The preview of the Markdown code will show a preview of how this code will be rendered. You can learn more about Markdown at the CommonMark website. Close the Markdown editor window by click on the OK button. The legend will update to reflect the new code that you entered:

You can move the legend so that it is aligned with the top-left of the tree by setting the Anchor to Top-left and the Alignment to Top-right, and then setting the X and Y components of the Position to -70 and 0, respectively. The final tree should look similar to the following figure:

You can now save the tree file or the plot as a PDF or SVG file using the items from the File menu.

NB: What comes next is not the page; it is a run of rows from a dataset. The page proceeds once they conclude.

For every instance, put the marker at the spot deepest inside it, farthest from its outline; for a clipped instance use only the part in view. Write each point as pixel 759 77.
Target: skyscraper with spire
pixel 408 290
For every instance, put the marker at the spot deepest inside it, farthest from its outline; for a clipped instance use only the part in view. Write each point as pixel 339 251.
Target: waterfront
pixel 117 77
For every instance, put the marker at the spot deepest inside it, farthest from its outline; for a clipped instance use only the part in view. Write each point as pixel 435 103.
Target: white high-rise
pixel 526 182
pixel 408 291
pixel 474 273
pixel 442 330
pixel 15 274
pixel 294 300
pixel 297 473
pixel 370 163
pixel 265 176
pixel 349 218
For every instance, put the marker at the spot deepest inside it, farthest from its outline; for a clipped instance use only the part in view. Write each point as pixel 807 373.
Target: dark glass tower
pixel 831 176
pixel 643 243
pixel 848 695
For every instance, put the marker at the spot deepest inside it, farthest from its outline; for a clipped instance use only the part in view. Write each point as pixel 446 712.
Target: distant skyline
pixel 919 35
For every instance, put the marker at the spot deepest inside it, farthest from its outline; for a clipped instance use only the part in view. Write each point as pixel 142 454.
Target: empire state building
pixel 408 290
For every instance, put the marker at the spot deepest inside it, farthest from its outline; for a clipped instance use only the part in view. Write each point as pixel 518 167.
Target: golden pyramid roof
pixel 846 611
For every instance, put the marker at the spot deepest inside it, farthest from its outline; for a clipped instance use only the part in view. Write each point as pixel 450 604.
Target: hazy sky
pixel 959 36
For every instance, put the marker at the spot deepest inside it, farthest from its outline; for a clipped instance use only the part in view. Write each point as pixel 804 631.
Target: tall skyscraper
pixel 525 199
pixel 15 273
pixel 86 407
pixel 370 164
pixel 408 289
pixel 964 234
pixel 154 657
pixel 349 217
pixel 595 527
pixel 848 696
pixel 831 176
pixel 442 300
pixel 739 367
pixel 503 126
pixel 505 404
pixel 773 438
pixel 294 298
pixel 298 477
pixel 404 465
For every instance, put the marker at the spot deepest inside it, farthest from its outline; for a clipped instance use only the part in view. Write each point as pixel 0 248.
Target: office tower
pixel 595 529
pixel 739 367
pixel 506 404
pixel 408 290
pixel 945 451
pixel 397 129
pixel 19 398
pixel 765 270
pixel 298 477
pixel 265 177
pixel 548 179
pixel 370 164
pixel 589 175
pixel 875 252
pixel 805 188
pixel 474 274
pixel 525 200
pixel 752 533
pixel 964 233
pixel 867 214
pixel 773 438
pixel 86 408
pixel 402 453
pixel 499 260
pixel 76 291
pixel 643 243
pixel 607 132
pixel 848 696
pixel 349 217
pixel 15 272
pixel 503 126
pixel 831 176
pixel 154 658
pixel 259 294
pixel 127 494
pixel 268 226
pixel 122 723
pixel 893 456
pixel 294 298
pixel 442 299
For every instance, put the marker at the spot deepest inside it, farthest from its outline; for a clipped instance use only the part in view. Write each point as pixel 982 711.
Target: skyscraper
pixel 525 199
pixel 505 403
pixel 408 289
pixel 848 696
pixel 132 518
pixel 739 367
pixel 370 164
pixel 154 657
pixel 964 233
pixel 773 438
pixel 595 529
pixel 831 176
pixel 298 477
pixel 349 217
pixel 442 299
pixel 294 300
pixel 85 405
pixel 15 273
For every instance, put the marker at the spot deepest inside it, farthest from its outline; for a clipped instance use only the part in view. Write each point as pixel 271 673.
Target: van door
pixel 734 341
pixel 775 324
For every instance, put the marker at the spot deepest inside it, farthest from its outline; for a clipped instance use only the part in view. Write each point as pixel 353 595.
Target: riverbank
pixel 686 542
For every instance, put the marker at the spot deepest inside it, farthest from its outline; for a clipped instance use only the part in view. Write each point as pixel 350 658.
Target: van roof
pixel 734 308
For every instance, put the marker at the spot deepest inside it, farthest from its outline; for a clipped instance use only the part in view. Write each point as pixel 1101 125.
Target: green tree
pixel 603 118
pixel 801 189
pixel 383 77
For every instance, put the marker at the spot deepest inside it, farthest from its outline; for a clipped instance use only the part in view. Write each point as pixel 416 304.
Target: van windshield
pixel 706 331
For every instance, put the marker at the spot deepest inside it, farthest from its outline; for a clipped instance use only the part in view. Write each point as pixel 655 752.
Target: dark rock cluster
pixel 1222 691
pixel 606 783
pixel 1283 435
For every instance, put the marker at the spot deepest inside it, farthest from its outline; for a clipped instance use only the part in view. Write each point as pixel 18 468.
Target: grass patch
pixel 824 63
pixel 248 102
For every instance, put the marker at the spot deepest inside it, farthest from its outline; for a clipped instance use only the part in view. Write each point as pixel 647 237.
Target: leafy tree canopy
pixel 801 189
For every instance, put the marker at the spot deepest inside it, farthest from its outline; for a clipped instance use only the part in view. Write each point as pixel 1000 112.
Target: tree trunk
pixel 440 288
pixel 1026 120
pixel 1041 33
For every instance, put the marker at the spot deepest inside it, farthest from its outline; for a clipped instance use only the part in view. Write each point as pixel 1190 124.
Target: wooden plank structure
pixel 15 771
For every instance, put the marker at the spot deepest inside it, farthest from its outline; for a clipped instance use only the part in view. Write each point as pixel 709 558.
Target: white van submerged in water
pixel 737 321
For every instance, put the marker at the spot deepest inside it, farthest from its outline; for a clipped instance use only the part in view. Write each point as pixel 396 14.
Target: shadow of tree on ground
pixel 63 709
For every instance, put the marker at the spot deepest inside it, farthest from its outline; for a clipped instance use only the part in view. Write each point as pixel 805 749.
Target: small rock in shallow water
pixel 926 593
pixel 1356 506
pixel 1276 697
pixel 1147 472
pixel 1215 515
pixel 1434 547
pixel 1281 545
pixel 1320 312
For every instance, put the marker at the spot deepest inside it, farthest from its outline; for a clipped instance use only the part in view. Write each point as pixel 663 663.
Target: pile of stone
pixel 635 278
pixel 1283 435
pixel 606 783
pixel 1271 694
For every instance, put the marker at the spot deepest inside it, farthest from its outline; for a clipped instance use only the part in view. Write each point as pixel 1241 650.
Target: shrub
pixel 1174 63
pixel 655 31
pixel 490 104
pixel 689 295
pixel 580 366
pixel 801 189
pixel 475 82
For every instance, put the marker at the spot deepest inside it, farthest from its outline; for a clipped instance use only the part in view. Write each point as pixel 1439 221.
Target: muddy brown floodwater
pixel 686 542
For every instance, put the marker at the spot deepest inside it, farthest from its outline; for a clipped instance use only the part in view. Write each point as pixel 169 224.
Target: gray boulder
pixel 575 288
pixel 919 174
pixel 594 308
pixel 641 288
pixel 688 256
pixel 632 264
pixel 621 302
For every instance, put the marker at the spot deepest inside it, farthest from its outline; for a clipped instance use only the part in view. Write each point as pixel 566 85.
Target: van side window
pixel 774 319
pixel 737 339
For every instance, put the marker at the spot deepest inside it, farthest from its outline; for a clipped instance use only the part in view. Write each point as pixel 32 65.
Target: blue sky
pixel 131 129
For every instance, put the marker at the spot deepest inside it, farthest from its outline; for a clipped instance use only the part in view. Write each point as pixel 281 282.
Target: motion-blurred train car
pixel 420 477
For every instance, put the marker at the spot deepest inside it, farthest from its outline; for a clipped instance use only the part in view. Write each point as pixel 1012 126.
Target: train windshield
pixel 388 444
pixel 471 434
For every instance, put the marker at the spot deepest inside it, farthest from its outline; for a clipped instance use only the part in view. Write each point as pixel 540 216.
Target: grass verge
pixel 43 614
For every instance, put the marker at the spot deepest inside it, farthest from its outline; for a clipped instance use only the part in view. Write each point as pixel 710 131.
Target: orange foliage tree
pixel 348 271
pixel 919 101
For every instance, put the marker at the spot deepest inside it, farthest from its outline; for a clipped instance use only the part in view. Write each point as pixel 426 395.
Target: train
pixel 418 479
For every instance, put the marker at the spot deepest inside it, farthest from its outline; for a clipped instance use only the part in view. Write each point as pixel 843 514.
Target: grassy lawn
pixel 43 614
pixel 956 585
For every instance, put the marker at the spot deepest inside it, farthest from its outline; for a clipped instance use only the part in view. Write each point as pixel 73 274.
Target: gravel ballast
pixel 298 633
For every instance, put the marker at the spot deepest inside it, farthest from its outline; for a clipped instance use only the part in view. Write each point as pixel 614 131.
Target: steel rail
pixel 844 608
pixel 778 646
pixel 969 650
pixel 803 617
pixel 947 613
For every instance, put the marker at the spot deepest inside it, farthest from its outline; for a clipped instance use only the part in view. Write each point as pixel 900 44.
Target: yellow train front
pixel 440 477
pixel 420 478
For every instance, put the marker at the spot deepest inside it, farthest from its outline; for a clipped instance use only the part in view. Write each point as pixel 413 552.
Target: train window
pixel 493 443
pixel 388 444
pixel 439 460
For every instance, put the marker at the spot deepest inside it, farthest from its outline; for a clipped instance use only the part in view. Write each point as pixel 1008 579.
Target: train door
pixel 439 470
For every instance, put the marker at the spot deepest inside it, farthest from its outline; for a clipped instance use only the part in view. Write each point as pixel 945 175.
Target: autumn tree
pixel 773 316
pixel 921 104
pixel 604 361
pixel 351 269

You can also download the clock.tbi tree file, which contains the tree along with all the modules. The finished tree file is also available in the Examples section of TreeViewer's welcome page in the File page.

Tips

You do not have to necessarily use TreeViewer's consensus tree for the plot. You could also use another program to compute the consensus tree, and open that file with TreeViewer. Then, instead of using the Set up age distributions module, you can use the Set up age distributions (attachment) module, which computes the age distributions based on the trees contained in an attachment.
Some molecular clock dating programs (e.g., MrBayes, RevBayes, Phylobayes) output the age estimates as multiple tree samples, as in the file used in this example. Other programs (e.g., MCMCtree), instead, produce a text file containing a table with the age estimates for each node. If you are using the second kind of program, you can plot the age estimates by adding the text file (e.g., mcmc.txt from MCMCtree) as an attachment, using the Set up age distributions (attachment) module, and setting the Format to Table.
You can also use a different colour for each "interesting" node.